Andrea Williams, Director of the Christian Legal Centre, said:

"It's a great shame that justice has not been done and common sense has not prevailed. Gary's case could have been resolved in a reasonable way. The equality legislation in the United Kingdom has led to some people being more equal than others. This Judgment further entrenches this mindset.

"The European Court had the opportunity to redress the balance but has failed to do so. It is deeply ironic that equality legislation has led to such unequal and unfair treatment of Christians.

"This judgment will make it increasingly difficult for Christians to participate fully in society. Many Christians, motivated by their faith, want to serve others in their professions but they will now be hindered from doing so. Christian faith should not be a bar to office.

"In recent years, we have seen those serving as doctors, nurses, magistrates, teachers and a number of others be barred from doing so on account of their Christian identity."

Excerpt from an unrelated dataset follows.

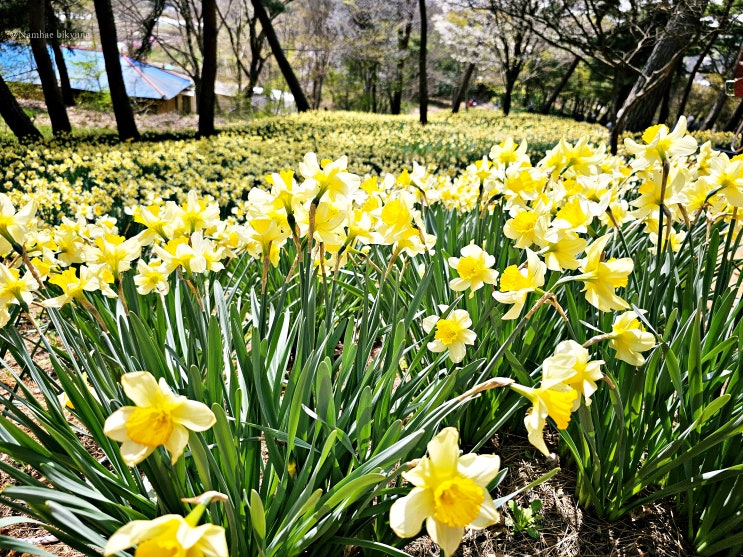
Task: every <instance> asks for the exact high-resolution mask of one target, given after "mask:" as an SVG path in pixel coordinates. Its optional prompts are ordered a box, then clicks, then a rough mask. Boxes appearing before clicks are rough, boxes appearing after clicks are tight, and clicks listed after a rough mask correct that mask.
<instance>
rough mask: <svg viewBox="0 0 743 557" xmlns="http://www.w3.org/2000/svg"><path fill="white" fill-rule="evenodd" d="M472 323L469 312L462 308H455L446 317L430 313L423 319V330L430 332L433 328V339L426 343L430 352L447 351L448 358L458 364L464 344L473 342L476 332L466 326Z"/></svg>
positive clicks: (467, 325)
mask: <svg viewBox="0 0 743 557" xmlns="http://www.w3.org/2000/svg"><path fill="white" fill-rule="evenodd" d="M470 325H472V320H471V319H470V314H469V313H468V312H467V311H466V310H463V309H455V310H454V311H452V312H451V313H450V314H449V317H447V318H446V319H444V318H441V317H439V316H438V315H430V316H428V317H426V318H425V319H424V320H423V330H424V331H426V332H427V333H430V332H431V331H432V330H433V329H434V328H435V329H436V333H435V334H434V337H433V338H434V340H433V341H431V342H429V343H428V349H429V350H430V351H431V352H445V351H446V350H448V351H449V359H450V360H451V361H452V362H453V363H455V364H458V363H459V362H461V361H462V360H463V359H464V355H465V350H466V349H465V346H466V345H472V344H475V340H477V334H475V332H474V331H471V330H470V329H469V328H468V327H469V326H470Z"/></svg>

Full briefing and legal documents at-


Editor 23/01/2013 11:24
ECHR Press Statement following the judgement:

The Equality and Human Rights Commission today announced that it would be working with employers and religious groups to help them interpret the European Court of Human Rights’ ruling on a series of cases involving religious freedom in the workplace.

The Court found that Nadia Eweida suffered a breach of her right to religious freedom, which is in line with the Commission’s intervention submitted to the European Court.

However, in another case involving the wearing of a cross at work – that of Shirley Chaplin, a nurse - the Court ruled that health and safety considerations meant that the UK court reached the right conclusion in supporting her employer’s actions.

The Commission’s view is that the Government should now look at the need to change the law to take the European Court judgment into account. However, until this takes place, there is potential for confusion for both employers and employees following the ruling. This is in particular due to the fact that the Court found that Eweida had suffered discrimination but that Chaplin had not.

The Commission will therefore be publishing new guidance on this issue for employers and employees, to help them avoid further confusion and potentially costly litigation while the government considers whether to change the law.

The Commission also welcomed the Court's statement of principle that "as enshrined in Article 9, freedom of thought, conscience and religion is one of the foundations of a 'democratic society' within the meaning of the European Convention.'

Mark Hammond, CEO of the Equality and Human Rights Commission said:

"The right of people to express their religious belief is a vital freedom, guaranteed by the European Convention on Human Rights, so we welcome part of today’s decision by the European Court. This was in line with our advice that people should not suffer unjustified discrimination on the grounds of wearing of religious symbols.

"However there is a lot of scope for confusion following the ruling, so the Commission will be issuing guidance to employers and employees to help them and avoid further costly and divisive legal action.

"A lot of the confusion and confrontation on this issue could have been avoided if we can work together to come up with common sense approaches to the wearing of religious symbols in the workplace rather than divisive, lengthy and expensive court cases. The Commission is therefore also working with the government to bring together people from different faiths, from secular and humanist groups and employers to develop ideas for how these issues can be resolved."